Os tempos mudaram. A cultura muda com o tempo, embora o fundo tradicional se mantenha.

  1. Sousa Costa – Ressurreição dos Mortos, Porto, 1955
  2. Alfredo Guimarães – As Vias-Sacras e Terra Portuguesa
  3. O autor refere-se ao século XIX
António Cabral para Eito Fora por Pedro Colaço Rosário (2001)

António Cabral [1931-2007] foi um poeta, ficcionista, cronista, ensaísta, dramaturgo, etnógrafo e divulgador da cultura popular portuguesa.

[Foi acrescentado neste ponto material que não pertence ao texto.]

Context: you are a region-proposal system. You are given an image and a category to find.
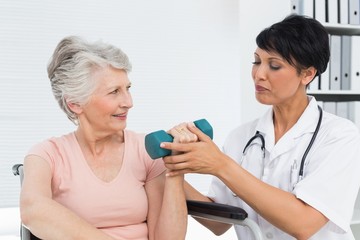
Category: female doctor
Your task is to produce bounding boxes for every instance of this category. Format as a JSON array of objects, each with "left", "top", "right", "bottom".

Nascido em Castedo do Douro, em pleno coração duriense, a 30 de Abril de 1931, iniciou a actividade literária com o livro de poesia Sonhos do meu anjo, publicado em 1951. Ao longo de 56 anos de carreira dedicada à escrita, publicou mais de 50 livros em nome próprio, abraçando géneros tão diversos como a poesia, o teatro, a ficção e o ensaio, dedicando-se em paralelo ao estudo apurado e divulgação das tradições populares portuguesas. As suas raízes transmontano-durienses e a ligação à terra que o viu nascer, “o Paraíso do vinho e do suor“, são presença incontornável em toda a sua obra.

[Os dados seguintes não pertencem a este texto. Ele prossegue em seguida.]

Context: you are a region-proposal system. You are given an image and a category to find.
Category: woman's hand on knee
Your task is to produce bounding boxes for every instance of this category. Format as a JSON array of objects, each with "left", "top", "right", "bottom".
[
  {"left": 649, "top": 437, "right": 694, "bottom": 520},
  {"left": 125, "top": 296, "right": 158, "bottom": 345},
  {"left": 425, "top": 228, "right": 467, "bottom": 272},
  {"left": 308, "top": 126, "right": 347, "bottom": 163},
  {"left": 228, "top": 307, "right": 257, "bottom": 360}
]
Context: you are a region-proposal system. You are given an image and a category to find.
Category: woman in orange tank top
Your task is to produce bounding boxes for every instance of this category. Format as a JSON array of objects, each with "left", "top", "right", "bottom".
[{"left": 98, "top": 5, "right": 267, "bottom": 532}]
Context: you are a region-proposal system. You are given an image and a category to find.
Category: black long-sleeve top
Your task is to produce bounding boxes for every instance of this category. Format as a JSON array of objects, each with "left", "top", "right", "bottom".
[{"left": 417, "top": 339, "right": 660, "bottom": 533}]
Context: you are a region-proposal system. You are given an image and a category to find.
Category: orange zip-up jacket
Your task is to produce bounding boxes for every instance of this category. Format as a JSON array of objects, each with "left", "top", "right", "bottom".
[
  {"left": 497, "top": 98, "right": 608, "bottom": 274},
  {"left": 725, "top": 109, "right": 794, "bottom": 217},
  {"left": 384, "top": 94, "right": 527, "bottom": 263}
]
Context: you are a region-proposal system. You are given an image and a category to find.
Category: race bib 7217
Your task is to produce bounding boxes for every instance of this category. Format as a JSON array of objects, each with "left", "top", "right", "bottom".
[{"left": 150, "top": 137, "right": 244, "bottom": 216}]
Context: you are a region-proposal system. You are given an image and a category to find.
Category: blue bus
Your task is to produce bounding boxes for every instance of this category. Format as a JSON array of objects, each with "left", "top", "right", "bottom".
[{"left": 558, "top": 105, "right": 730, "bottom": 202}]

Colaborou em jornais e revistas de todo o país, co-fundou as publicações Setentrião, Tellus e Nordeste Cultural, participou em programas televisivos, radiofónicos e conferências, contribuiu com textos para várias antologias, colectâneas e manuais escolares, prefaciou livros. Alguns dos seus poemas foram cantados, no período pré 25 de Abril, por Francisco Fanhais, Adriano Correia de Oliveira, Manuel Freire e, mais recentemente, interpretados pelos Xícara, Rui Spranger, Blandino e Rui David.

No campo da intervenção sociocultural dirigiu, a nível distrital, instituições como o F.A.O.J. (Fundo de Apoio aos Organismos Juvenis) e o I.N.A.T.E.L. (Instituto Nacional de Aproveitamento dos Tempos Livres), fundou e co-fundou o Centro Cultural Regional de Vila Real (C.C.R.V.R.) e A.N.A.S.C. (Associação Nacional dos Animadores Socioculturais), respectivamente. Como Presidente do C.C.R.V.R., promoveu cinco encontros de escritores e jornalistas de Trás-os-Montes e Alto Douro e impulsionou a realização de vários encontros de jogos populares em Portugal e no estrangeiro.

Diplomado em Teologia pelo Seminário de Santa Clara de Vila Real e Licenciado em Filosofia pela Universidade do Porto, António Cabral exerceu actividade de docente nesta cidade desde 1961 até 2007, no ensino particular, secundário e Magistério Primário, com um breve interregno entre 1988 e 1991, anos em que se dedicou à investigação de jogos populares e ludoteoria como bolseiro do Ministério da Educação.

Foi agraciado com as medalhas de prata de mérito municipal pelas autarquias de Alijó (1985) e Vila Real (1990).

António Cabral faleceu em Vila Real, vítima de doença cardíaca, a 23 de Outubro de 2007. Tinha 76 anos de idade. Nesse mesmo ano de 2007 publicou o livro de poesia O rio que perdeu as margens e deixou no prelo A tentação de Santo Antão, prémio nacional de poesia Fernão Magalhães Gonçalves.